Written by: David Porter
Marrying the crispness of British New Wave to the force and melodicism of Britpop, Fractured Life, the tour de force debut from Wessex youngsters Air Traffic arrives on these shores as perhaps one of the most assured first albums by a band since Definitely Maybe, The Black Crowes’ Shake Your Money Maker or The Thrills’ So Much for the City. Throughout the album, lead singer and songwriter Chris Wall’s vocals are remarkable; perhaps one of the most singular vocal performances since Jeff Buckley’s vocals on Grace, Liam Gallagher’s on Definitely Maybe or Conor Deasy’s on So Much for the City. Wall’s singing is a revelation, and we may well remember 2008 as the year we first heard his soaring, urgent voice.
One of the great new bands of what might one day be defined as the post-Radiohead era, Air Traffic crafts the kind of smart, muscular anthems that evoke Blur, Jeff Buckley, Coldplay, Oasis, Radiohead, the Stereophonics and U2, while reaching back to the glam guitars and drums of The Rise and Fall of Ziggy Stardust and the Spiders From Mars and a smattering of Smiths songs, including “I Started Something I Couldn’t Finish,” “Panic” and “Sheila Take a Bow.” Wall is quite young (his gap year after high school, which he spent surfing in Queensland, Australia, was in 2005), and his songs are steeped in the music of the Nineties. Drummer David Jordan and guitarist Tom Pritchard first noticed Wall at a 2003 school concert in Bournemouth, where Wall performed a solo rendition of Radiohead’s “Go to Sleep.” Current bassist Jim Maddock joined Air Traffic after Wall returned from Australia and prior to the recording of Fractured Life.
Air Traffic recorded Fractured Life at Rockfield Studios in Wales, where such booming, echoey masterpieces as Definitely Maybe and (What’s the Story) Morning Glory (and much of Queen’s “Bohemian Rhapsody”) were recorded. The sound of the entire album is enormous, big piano leads entwined with effects-driven guitar lines that propel soaring, shout-along choruses that smack like cold ocean waves. These are narratives of youth, bowed by love and other sorrows, yet still triumphant, performed by a band of boys whose age belies their impeccable musicianship.
Almost every song on Fractured Life feels like an epic. Album opener “Just Abuse Me” begins with Wall singing over piano, then breaks into a pounding full band performance that sacrifices none of Wall’s melody: “I’ll let you use me, and just abuse me, but girl I want you to be mine.” “Charlotte” combines the angularity of Franz Ferdinand with the bashing melodicism of Material Issue, while piano ballad “Empty Space” is similar to Lennon’s “Jealous Guy” until the song’s operatic finale, when it becomes more aria than pop song, Wall singing his angels up from the sea.

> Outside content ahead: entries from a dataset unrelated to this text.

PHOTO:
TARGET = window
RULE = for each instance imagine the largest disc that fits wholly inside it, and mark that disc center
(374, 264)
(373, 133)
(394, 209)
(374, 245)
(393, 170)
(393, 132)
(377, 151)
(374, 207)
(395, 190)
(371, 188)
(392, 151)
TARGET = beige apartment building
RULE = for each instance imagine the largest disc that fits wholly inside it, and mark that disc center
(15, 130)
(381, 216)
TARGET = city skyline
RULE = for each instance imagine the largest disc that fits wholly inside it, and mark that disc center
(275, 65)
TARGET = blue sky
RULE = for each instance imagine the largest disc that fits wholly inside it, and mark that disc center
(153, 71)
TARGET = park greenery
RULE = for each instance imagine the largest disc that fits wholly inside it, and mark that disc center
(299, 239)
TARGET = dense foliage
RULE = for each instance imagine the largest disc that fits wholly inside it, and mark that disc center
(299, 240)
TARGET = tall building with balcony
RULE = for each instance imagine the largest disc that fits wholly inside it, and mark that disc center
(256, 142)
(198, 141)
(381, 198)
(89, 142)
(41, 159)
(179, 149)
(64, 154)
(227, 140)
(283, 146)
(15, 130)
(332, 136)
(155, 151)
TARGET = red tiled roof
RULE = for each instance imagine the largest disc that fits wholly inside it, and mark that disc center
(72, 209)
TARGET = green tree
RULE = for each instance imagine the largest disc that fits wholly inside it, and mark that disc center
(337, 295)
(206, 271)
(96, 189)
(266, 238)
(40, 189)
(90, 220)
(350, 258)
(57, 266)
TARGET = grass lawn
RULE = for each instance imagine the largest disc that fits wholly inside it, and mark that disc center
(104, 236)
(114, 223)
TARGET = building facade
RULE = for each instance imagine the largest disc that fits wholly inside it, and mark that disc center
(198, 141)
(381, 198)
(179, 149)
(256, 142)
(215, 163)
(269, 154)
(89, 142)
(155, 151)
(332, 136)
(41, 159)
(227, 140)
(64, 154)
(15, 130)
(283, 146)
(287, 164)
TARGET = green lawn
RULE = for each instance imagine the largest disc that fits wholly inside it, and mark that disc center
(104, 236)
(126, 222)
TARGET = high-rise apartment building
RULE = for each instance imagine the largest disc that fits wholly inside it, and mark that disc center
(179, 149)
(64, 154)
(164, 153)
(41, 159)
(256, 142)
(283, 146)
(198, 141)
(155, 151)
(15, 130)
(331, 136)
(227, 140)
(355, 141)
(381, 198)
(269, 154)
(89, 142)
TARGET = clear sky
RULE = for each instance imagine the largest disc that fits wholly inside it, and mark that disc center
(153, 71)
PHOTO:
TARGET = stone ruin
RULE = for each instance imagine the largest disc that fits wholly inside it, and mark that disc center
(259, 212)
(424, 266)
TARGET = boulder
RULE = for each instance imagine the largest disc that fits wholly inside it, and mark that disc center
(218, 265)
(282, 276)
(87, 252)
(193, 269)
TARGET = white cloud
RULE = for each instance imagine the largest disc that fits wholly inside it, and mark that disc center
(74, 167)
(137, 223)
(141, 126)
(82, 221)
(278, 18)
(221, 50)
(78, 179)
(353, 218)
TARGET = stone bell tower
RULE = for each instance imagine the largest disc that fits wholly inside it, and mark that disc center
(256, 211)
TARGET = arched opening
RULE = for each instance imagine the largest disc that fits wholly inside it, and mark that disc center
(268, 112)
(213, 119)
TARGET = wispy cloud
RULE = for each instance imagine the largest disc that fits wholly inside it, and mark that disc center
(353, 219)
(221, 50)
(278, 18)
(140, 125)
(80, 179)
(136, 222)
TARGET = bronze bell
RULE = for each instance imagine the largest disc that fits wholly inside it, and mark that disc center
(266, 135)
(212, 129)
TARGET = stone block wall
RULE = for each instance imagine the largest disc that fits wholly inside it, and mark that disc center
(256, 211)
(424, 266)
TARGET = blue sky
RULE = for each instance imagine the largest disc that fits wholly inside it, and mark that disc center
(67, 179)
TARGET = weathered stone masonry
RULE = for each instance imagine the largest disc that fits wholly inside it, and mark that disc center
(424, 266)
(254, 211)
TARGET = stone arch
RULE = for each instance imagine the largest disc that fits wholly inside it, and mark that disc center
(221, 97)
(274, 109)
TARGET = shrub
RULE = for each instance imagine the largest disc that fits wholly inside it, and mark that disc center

“I Like That” is powered by stomping drums and a restrained guitar squall, with atmospheric boogie woogie piano and a nonsensical refrain of “la-dam-ba-ba-ba-dam…” sung to the tune of the Kinks’ “Sunny Afternoon” at the break. “Never Even Told Me Her Name” is simple New Wave ecstasy suffused with a reference to “Suffragette City,” while “Get in Line” sounds like the Smiths “Girl Afraid” rewritten by Weezer. The song features a percussive guitar lead during the verses, and it’s here you realize that Pritchard, often playing in Wall’s shadow, is a stunning guitarist and Air Traffic’s secret weapon, the co-architect of songs that move liquidly from crescendo to crescendo.
The album’s final two songs (excluding the hidden track), “I Can’t Understand” and “Your Fractured Life,” are elegiac beauties. “Fractured Life” ends with the refrain of “please don’t let me down” repeated again and again, much like the refrain of “how long, to sing this song” at the end of U2’s “Forty.” It’s the most anthemic track on an album with a surfeit of anthems. The song features an especially plangent, hopeful vocal from Wall: “you’ve got the strength within, don’t give up there’s so much more to see, so many things beyond your wildest dreams…the world is at your feet.”
In The Bushwhacked Piano, his first novel, Thomas McGuane writes, “a famous man says that we go through life with a diminishing portfolio of enthusiasms: and these, these these children, these these these these little children, will soon not be able to feel this way about anything again.”